The authors are learned, the arguments are interesting, and the subject is important. Most readers of this journal probably subscribe to one of these modes. And yet, let us criticize, albeit briefly. All of the essays follow an agglomerative approach, in which Latin America is a single whole. There are no case studies. And the field—not to say the book—is virtually devoid of comparative cultural studies. An agglomerative approach helps to understand why so much is shared by so many; it hinders understanding why so many differ so much. It is false that “perhaps in no other area of the world has the weight of tradition and history been so powerful, so durable, and so long lasting” (p. 269). A student of caste in India or of religion in northern Ireland should blush. The importance of tradition and history, admittedly neglected in the early modernization literature, has been rediscovered with a vengeance by scholars everywhere. Even Charles Anderson’s insightful work has suffered from excessive acceptance. If you wish to study an electoral “living museum,” look not to Argentina but to the Netherlands, look not to Cuba but to Sweden. Power contenders were normally added on in Europe, too, as Stein Rokkan and S. M. Lipset have shown. And power contenders of the classic period prior to the Depression in Latin America are a bit difficult to find even in non-revolutionary countries; surely the Gómez political system in Venezuela has passed. Anderson’s hypothesis renders Latin America not unique but standard.

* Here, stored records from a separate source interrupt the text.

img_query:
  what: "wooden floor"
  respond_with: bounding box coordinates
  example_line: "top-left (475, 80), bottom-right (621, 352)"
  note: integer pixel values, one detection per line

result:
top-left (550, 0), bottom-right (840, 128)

The utility of the concept of corporatism is blurred especially in culturalist formulations. If corporatism is to be found in today’s Cuba and Allende’s Chile (Wiarda, p. 18) or if “it was Castro who called the Cubans to their colonial tradition of vox populi under the tutorial rule of the enlightened prince” (Dealy, p. 84—I wonder whom he means: Vives, Tacón, Martínez Campos or, alas, Grau or Batista?), then the variable becomes useless. By trying to account for so much variation, it explains nothing. Culturalist and, to a smaller degree, political modes, make it difficult to understand why change, however marginal, has occurred. Controlled, regulated change is allowed, say the authors, but readers are left at sea about its sources, scope, and domain. It is inaccurate that authoritarian rule is “fundamentally” the same if it operates on a politically inert mass, or if it operates to activate the mass politically, or if it operates to exclude a formerly politically activated mass. These regimes are different; the change is fundamental; and the patterns are not exclusive to Latin America.
Yet, if one reviewer remains unpersuaded, many will be persuaded. And these will be in intelligent, scholarly, and lively company, because this book has enriched our understanding of crucial issues. For, even those who disagree will now have a clear exposition, amidst diversity, of important ideas and methods about the past and present in Latin America.